7. Why Route Codex Through Aggregation Platforms Rather Than Direct API Access
For individual developers and engineering teams, multi-model aggregators deliver tangible operational benefits compared to direct connection to Anthropic’s official endpoints:
- Unified credential management: One single API key grants access to multiple frontier models. Switching models only requires updating the
modelfield, without reconfiguring provider parameters. - Multiple routing options: Choose from domestic and international network routes to stabilize connectivity.
- Protocol compatibility: Bypass gateways natively support Responses API, removing the workload of self-hosting protocol translation services.
- Permission control: API keys can be restricted to a defined set of models, suitable for team access distribution.
Frequently Asked Questions
Q: Do CLI and desktop application require separate configuration files?
A: No. Codex App, CLI and IDE extensions share one config.toml. Any change applies to all clients; simply restart desktop software after editing.
Q: Why does my [profiles.fable5] section not take effect?
A: Codex 0.134.0 removes support for inline profile blocks. You need to split profile configuration into standalone files under the ~/.codex directory.
Q: Where should I safely store my Claude Fable 5 API key? A: Always store credentials inside environment variables loaded via shell rc files or system launchctl services. Configuration files are frequently synced and shared, making hardcoded keys a common leakage vector.
Q: Can I continue using GPT models after connecting Claude Fable 5?

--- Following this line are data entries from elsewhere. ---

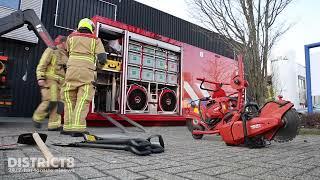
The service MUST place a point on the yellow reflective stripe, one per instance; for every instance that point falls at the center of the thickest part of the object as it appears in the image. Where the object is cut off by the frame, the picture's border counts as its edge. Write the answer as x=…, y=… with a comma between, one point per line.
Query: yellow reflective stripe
x=83, y=98
x=93, y=47
x=69, y=103
x=71, y=44
x=54, y=76
x=55, y=122
x=86, y=58
x=53, y=92
x=53, y=64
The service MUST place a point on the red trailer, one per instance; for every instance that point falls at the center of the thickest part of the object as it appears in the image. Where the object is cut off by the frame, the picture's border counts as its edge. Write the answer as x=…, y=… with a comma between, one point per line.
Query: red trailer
x=148, y=77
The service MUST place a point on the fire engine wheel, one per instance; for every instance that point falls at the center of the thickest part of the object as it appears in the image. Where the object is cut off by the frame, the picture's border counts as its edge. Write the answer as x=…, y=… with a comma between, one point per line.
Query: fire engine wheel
x=197, y=127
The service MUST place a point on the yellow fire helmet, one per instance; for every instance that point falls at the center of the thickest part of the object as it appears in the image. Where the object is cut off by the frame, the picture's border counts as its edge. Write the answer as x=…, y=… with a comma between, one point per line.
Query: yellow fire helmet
x=86, y=23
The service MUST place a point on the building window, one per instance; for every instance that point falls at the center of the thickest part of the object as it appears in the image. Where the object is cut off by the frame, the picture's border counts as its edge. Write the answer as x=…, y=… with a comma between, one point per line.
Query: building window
x=12, y=4
x=301, y=82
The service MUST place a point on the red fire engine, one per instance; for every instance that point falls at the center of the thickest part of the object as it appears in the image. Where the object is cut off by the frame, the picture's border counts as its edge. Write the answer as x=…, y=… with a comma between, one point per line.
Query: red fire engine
x=148, y=77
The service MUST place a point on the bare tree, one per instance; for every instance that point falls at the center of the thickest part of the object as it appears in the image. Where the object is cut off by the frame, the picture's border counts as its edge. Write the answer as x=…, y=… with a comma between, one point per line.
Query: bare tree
x=250, y=27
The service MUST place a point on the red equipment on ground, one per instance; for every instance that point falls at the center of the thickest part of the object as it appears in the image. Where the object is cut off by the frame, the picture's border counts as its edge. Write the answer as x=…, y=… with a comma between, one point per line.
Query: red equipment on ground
x=239, y=123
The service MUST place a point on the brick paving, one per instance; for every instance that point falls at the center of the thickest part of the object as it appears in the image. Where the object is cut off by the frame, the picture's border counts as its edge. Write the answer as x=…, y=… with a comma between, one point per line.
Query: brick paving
x=184, y=157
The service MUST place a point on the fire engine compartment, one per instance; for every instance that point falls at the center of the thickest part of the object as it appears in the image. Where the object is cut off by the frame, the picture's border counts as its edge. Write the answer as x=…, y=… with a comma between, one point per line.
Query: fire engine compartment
x=142, y=75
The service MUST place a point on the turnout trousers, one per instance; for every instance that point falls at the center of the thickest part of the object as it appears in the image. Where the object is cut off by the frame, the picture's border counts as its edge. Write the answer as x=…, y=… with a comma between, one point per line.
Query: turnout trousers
x=50, y=95
x=77, y=93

A: Yes. Multiple profiles can coexist. Launch Codex without the --profile flag to use the default OpenAI model; add the profile argument to activate third-party routed Fable 5. The two modes are independent and do not interfere.
Q: Is Claude Fable 5 stable for production usage? A: As of July 2026, global service has fully resumed after lifting export control limits. Major aggregation platforms support reliable invocation.
Conclusion
Three core steps complete Codex integration with Claude Fable 5: define the provider pointing toward a Responses-compatible endpoint, inject API credentials via environment variables, and create independent profile files for rapid switching. The unified config.toml design enables consistent settings across CLI, desktop and IDE extensions.
Two critical pitfalls to avoid during deployment:
- Starting from Codex 0.134.0, all profiles must be stored as separate files instead of inline TOML blocks.
- Never embed plaintext API keys inside configuration files; use environment variables to mitigate leakage risks.
This configuration workflow is compiled based on official documentation updated in July 2026. Since Codex and Claude Fable 5 continue receiving iterative upgrades, developers are advised to follow official announcements to track specification changes.